Original version: 
            
                Fri Jul 18 16:32:04 1997
            
            Last updates: 
            
                Sat Jun 13 14:03:05 1998   
                Thu Oct 02 00:22:12 2003   
                Fri Nov 12 15:55:21 2004
            
        
Writing HTML files without a validating parser is like trying to write computer programs without a compiler: don't do it! Fortunately, help is readily available on the Internet.

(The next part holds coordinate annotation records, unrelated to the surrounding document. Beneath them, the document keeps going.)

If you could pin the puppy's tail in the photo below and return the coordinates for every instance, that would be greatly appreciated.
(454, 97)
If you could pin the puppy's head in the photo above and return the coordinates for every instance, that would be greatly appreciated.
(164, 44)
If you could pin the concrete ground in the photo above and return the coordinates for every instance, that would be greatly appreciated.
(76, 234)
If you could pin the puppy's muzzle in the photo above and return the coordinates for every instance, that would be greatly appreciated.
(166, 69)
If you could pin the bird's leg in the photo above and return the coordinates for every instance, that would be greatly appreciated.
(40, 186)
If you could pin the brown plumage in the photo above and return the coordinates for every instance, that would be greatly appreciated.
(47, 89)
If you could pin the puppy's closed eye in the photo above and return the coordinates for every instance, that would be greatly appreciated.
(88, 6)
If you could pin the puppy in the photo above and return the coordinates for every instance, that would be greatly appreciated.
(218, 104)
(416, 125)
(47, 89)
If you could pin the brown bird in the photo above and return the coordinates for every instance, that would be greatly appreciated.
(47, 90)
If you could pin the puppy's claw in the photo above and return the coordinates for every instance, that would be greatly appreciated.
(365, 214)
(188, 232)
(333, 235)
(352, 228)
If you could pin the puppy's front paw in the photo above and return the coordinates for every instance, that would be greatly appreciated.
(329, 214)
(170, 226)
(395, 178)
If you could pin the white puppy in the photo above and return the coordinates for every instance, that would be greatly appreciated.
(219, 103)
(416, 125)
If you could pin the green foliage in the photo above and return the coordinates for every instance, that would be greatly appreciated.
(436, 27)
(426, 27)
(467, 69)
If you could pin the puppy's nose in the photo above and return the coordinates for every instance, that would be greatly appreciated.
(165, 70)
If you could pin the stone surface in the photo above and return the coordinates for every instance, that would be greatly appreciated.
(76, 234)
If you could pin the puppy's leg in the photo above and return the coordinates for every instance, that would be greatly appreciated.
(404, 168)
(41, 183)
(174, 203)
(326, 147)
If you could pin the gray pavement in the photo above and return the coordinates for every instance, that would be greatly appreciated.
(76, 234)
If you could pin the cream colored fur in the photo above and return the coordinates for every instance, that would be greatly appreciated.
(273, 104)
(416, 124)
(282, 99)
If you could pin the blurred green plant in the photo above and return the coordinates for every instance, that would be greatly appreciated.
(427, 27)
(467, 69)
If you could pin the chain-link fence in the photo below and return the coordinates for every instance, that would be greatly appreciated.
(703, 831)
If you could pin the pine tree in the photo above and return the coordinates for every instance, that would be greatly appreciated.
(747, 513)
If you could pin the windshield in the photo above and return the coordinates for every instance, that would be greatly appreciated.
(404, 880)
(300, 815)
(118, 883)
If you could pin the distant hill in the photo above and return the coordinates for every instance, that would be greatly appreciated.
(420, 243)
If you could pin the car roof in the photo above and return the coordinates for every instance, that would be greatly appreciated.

James Clark <jjc@jclark.com> is developing a new implementation of a suite of SGML parser tools, called SP. These include:
nsgmls
            sgmls-compatible validating SGML
                parser.
            spam
            sgmlnorm
            spent
            
            Besides being a complete redesign of the earlier successful
            smgls implementation, the new programs are
            designed for the future:  they support extended character
            sets, such as Unicode, and various multi-byte encodings used
            in oriental languages.
        
The new code is written almost entirely in C++ (just over 50K lines at version 1.0.1, or 2.5 times the size of Don Knuth's TeX or Metafont), and requires template support, a relatively new feature of C++ which is not yet widely available.
WARNING: To build these programs, you will need about 50MB of disk space, unless you remove the default -g compiler option. Doing so reduces the executable sizes from almost 10MB each to about 1.5MB (on a Sun SPARC Solaris 2.3 system). Alternatively, you can build them, then run the UNIX strip command on the executables to remove debug symbols.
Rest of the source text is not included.